Synopsis Data Engine

Synopsis

This operator uses the provided Synopsis Data Engine Service to compute synopsis of the streamed data events in a streaming analytic workflow.

Description

To utilize this operators functionality a Synopsis Data Engine Service (SDE Service) has to be set up. The Kafka cluster and the names of the request, data and output topic used by the SDE Service has to be provided to the operator.

The operator sends configuration messages to the request topic of the kafka cluster to configure the required synopsis computation. Then the input data events received at the input stream port are pushed to the data topic of the Kafka cluster. The SDE Service will compute the synopsis. The operator will send estimate requests through the request topic to the SDE Service (frequency: estimate frequency) to request the resulting estimates from the SDE Service (they will be pushed to the output topic of the Kafka cluster). If estimate continuous is selected, the synopsis is configured to produce continuous estimates, hence the estimate requests are not send in this case.

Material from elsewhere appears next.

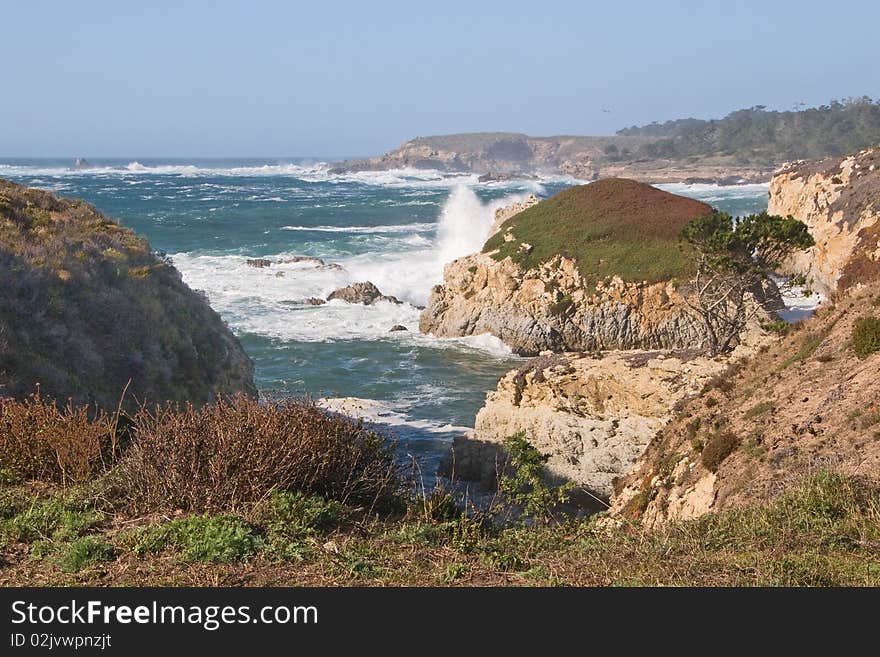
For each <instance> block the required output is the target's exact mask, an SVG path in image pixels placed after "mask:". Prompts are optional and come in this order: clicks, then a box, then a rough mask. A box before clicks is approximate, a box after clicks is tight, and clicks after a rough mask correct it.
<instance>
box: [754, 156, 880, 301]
mask: <svg viewBox="0 0 880 657" xmlns="http://www.w3.org/2000/svg"><path fill="white" fill-rule="evenodd" d="M769 212H770V213H771V214H779V215H782V216H786V215H791V216H793V217H794V218H795V219H800V220H801V221H803V222H804V223H805V224H807V226H808V227H809V229H810V233H811V234H812V235H813V237H814V239H815V240H816V246H814V247H813V248H811V249H810V250H809V251H807V252H805V253H802V254H797V255H796V256H794V257H793V258H792V261H791V262H790V263H789V265H790V267H791V269H792V270H794V271H803V272H806V274H807V277H808V279H810V280H811V284H812V286H813V287H814V288H815V289H816V290H817V291H819V292H822V293H823V294H826V295H828V294H831V293H834V292H837V291H839V290H842V289H846V288H848V287H850V286H851V285H854V284H857V283H858V282H859V281H861V280H864V279H865V278H867V277H870V276H872V275H873V274H874V273H876V272H880V147H878V148H872V149H868V150H864V151H860V152H859V153H856V154H854V155H849V156H847V157H843V158H833V159H828V160H819V161H812V162H803V161H801V162H795V163H794V164H790V165H787V166H786V167H785V168H783V169H782V170H781V171H779V172H778V173H777V174H776V176H774V177H773V180H772V181H771V182H770V206H769Z"/></svg>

The operator reads from the output topic of the kafka cluster and pushes the computed estimated events further downstream (to the output stream port).

This is a streaming operator and needs to be placed inside a Streaming Nest or a Streaming Optimization operator. The operator defines the logical functionality and can be used in all streaming analytic workflow for any supported streaming platform (currently Flink and Spark). The actual implementation used depends on the type of connection connected to the Streaming Nest operator in which this operator is placed.

Input

connection

The connection to the Kafka Cluster which is used by the Synopsis Data Engine Service for communication.

input stream

The input of this streaming operation. It needs to receive the output of a preceding streaming operator, to define the flow of data events in the streaming analytic workflow.

Output

output stream

The output of this streaming operation. Connect it to the next Streaming operator to define the flow of the data events in the designed streaming analytic workflow.

Parameters

Synopsis type

The synopsis applied on the stream.

  • count min: count min synopsis.
  • bloom filter: bloom filter synopsis.
  • ams: ams synopsis.
  • dft: dft correlations synopsis.
  • lsh: lsh synopsis.
  • core sets: core sets synopsis.
  • hyper log log: hyper log log synopsis.
  • sticky sampling: sticky sampling synopsis.
  • lossy counting: lossy counting synopsis.
  • chain sampler: chain sampler synopsis.
  • gk quantiles: gk quantiles synopsis.
  • maritime: maritime synopsis (used for Use Case 3 of the INFORE project).
  • top k: top k synopsis.
  • optimal distributed window sampling: optimal distributed window sampling synopsis.
  • optimal distributed sampling: optimal distributed sampling synopsis.
  • window quantiles: window quantiles synopsis.

Data set key

Data set key.

Synopsis params

The parameters of the selected synopsis type (comma separated).

Synopsis parallelism

The parallelism level of the computation of the synopsis in the SDE Service

U id

The unique ID used by the synopsis computation.

Stream id key

Key in the data that should be used as StreamId.

Estimate type

Configure the estimation type for the selected synopsis type.

Estimate frequency

Frequency in which estimate requests are send to the SDE Service

Estimate params

Parameters used in the estimate requests (comma separated).

Request topic

Name of the Kafka topic used by the SDE Service to receive request/configuration messages.

Data topic

Name of the Kafka topic used by the SDE Service to receive input data events

Output topic

Name of the Kafka topic used by the SDE Service to push output data events to.